When California changed its law to require Attorney General (AG) notification in the event of a data breach, Attorney General Kamala D. Harris' office began analyzing the data it was receiving. A report issued by her office made a number of findings summarized below. However, key among them is the impact encryption would have on data at risk. Based on this finding, the Attorney General announced an enforcement priority to investigate breaches involving unencrypted personal information.
Attorney General Harris stated in the report:
Particularly striking is the impact of the failure to encrypt sensitive personal information. It has been ten years since we realized the vulnerability of personal information on stolen laptops, lost data tapes, and misdirected emails. If encryption had been used, over 1.4 million Californians would not have had their information put at risk in 2012. That number represents more than half of the 2 5 million people affected by the 131 breaches covered in this report. It is my strong recommendation that companies and agencies implement encryption as a basic protection and reasonable security measure to help them meet their obligation to safeguard personal information entrusted to them.
The report contains some interesting findings:
- In 2012, 131 breaches, each affecting more than 500 California residents, were reported to the Attorney General’s Office.
- The average breach involved information of 22,500 individuals, with the median breach size being 2,500 affected individuals.
- More than 2.5 million Californians were put at risk by data breaches in 2012.
- The retail industry reported the most data breaches in 2012: 34 (26 percent of the total reported breaches.
- More than half of the breaches (56 percent) involved Social Security numbers.
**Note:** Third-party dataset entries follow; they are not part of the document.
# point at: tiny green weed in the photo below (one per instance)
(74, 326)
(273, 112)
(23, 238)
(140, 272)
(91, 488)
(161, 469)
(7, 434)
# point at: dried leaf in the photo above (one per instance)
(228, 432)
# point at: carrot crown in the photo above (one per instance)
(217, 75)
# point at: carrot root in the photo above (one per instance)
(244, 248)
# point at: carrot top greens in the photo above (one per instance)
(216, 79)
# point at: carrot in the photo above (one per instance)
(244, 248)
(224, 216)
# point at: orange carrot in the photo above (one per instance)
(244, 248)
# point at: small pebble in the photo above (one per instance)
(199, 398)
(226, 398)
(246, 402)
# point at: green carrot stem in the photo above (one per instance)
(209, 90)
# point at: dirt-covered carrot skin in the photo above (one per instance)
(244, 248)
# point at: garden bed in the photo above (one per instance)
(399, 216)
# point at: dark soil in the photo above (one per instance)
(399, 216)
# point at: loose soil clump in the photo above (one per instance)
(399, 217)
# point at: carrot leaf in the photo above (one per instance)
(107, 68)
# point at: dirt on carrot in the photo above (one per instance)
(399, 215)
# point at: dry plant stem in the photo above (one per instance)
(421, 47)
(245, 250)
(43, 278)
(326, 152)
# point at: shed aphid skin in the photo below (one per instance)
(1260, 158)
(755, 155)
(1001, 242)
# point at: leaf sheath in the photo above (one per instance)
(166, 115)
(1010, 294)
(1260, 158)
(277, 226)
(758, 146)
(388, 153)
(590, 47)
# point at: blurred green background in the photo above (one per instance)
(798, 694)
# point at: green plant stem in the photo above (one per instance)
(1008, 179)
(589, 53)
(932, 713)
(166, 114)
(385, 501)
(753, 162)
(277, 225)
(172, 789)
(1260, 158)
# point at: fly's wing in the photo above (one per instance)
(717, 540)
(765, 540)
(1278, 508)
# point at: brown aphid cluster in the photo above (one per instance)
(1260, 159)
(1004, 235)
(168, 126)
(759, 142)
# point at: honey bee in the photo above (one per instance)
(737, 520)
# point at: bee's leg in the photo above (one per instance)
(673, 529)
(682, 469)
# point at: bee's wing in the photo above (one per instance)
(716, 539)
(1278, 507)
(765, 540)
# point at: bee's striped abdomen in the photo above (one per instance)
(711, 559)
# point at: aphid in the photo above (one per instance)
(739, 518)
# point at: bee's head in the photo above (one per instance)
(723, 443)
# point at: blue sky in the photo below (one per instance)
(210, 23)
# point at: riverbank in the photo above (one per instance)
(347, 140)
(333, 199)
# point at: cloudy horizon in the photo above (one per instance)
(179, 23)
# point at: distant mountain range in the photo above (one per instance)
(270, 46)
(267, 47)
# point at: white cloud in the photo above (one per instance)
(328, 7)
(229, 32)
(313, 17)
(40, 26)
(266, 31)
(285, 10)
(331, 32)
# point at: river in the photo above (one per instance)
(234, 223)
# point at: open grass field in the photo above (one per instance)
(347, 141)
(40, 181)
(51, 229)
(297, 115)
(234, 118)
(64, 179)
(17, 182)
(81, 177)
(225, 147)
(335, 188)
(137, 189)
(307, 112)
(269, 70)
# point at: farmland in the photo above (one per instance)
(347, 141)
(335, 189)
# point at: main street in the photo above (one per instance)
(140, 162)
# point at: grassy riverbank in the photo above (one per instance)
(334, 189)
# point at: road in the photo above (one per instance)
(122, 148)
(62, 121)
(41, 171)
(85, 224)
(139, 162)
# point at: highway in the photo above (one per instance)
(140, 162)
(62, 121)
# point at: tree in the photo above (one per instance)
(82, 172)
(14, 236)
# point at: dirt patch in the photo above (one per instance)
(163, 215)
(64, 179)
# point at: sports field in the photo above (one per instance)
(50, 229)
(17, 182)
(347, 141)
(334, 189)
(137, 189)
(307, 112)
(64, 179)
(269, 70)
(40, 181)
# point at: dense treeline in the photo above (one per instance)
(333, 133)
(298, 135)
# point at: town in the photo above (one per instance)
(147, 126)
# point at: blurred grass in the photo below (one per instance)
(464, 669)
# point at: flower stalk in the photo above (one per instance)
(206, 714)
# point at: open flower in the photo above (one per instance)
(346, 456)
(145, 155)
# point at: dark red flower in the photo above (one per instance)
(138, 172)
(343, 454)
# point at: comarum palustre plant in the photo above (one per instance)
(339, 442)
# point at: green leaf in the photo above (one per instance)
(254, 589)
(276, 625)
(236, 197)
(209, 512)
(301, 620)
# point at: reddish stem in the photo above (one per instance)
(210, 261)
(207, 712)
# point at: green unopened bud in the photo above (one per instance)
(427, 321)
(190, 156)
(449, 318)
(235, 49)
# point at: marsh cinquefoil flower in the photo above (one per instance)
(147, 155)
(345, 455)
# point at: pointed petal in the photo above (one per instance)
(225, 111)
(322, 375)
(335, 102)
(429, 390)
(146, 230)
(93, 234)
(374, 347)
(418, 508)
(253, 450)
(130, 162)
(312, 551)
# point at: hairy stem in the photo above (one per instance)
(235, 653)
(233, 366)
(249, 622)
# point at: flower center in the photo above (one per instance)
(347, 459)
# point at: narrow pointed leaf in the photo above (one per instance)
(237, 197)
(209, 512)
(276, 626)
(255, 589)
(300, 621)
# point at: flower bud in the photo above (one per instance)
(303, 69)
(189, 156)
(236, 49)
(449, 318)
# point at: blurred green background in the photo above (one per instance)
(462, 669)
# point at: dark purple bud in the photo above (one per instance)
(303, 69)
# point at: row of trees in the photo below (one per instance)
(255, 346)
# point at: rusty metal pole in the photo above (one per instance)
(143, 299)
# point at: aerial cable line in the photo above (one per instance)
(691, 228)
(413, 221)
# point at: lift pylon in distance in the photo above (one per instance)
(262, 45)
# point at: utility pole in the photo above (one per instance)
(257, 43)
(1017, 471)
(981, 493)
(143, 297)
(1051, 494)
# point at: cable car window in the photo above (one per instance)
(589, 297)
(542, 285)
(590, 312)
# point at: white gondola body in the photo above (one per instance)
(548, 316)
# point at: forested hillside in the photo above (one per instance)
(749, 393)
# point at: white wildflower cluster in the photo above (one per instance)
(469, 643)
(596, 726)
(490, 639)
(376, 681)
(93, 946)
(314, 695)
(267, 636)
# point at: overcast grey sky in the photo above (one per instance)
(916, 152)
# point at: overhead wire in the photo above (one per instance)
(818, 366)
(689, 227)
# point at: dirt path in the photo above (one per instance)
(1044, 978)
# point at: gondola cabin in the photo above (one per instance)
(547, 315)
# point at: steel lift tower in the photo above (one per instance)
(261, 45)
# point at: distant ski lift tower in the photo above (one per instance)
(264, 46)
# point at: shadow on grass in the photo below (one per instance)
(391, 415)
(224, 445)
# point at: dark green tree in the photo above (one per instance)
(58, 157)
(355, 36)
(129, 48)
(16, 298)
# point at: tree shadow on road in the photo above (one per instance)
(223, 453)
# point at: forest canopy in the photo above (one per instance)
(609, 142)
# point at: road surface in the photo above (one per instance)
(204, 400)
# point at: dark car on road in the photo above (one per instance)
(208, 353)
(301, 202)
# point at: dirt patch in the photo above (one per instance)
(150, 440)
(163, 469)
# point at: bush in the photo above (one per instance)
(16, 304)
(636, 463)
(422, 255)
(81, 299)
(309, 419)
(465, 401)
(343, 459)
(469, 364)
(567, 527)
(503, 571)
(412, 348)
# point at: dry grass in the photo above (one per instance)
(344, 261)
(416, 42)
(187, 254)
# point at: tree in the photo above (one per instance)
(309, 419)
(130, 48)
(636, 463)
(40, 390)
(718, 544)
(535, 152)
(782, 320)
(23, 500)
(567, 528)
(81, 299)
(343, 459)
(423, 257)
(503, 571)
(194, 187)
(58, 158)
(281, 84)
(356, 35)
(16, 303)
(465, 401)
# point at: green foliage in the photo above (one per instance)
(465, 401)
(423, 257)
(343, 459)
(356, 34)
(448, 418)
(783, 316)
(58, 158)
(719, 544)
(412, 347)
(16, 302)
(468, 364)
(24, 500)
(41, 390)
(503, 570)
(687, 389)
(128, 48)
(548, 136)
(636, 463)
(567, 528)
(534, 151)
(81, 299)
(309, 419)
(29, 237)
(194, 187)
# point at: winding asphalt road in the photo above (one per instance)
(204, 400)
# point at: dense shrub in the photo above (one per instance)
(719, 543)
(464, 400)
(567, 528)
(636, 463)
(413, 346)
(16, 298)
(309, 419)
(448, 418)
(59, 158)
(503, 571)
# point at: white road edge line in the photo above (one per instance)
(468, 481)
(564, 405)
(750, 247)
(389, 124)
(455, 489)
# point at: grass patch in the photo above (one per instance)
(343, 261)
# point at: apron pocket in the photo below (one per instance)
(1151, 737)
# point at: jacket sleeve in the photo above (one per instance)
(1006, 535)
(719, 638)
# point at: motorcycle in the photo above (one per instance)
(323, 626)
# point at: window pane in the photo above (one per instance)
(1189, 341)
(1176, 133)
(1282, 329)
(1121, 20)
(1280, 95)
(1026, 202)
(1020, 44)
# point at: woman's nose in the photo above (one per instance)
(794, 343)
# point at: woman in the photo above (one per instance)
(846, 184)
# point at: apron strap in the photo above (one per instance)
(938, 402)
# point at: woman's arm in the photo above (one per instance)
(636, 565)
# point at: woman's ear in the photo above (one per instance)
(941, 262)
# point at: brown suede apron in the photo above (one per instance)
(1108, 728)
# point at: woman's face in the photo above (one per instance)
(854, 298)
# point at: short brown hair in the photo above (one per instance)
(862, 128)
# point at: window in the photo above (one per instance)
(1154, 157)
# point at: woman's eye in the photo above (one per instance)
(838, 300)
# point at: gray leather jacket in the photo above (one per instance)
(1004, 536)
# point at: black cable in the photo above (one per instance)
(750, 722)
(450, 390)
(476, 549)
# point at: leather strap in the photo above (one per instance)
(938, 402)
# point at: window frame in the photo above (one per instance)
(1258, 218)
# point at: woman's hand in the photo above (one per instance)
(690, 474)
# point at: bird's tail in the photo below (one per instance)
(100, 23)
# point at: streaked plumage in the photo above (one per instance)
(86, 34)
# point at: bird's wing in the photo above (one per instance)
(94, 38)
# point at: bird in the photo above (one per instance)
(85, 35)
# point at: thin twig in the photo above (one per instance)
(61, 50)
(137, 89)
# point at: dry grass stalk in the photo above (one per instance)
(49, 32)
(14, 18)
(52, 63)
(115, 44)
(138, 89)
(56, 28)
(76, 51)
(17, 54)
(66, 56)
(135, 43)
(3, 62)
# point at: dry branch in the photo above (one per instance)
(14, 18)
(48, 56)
- While more than half of the breaches (55 percent) were the result of intentional intrusions by outsiders or by unauthorized insiders, the other 45 percent resulted from failures to adopt or carry out appropriate security measures.
- The average reading level of breach notices submitted in 2012 was 14th grade.
- In 50% of the breached considered, the breaching entity offered credit monitoring services.
Based on these findings, the report makes a number of recommendations, including calling for legislation requiring encryption of data in transit:
Companies should encrypt digital personal information when moving or sending it out of their secure network. The Attorney General’s Office will make it an enforcement priority to investigate breaches involving unencrypted personal information, and encourage our allied law enforcement agencies to similarly prioritize these investigations. The Legislature may also want to consider requiring the use of encryption to protect personal information in transit.
Similar requirements already exist in Massachusetts and Nevada. Other recommendations include:
- Train employees and contractors.
- Improve readability of breach notices.
- Offer mitigation products and/or provide information of security freezes.
- To the legislature, expand the definition of personal information in the State's breach notification law to include online credentials such as username and password.
Companies, particularly those that maintain personal information about California residents, should read this report and carefully review the steps they take to mitigate their "information risk." Remember that in 2003 California was the first state to enact a data breach notification law, and 45 state followed shortly thereafter. Other states' AGs have and may take similar steps to respond to the continuing risks data breaches raise for their state's residents.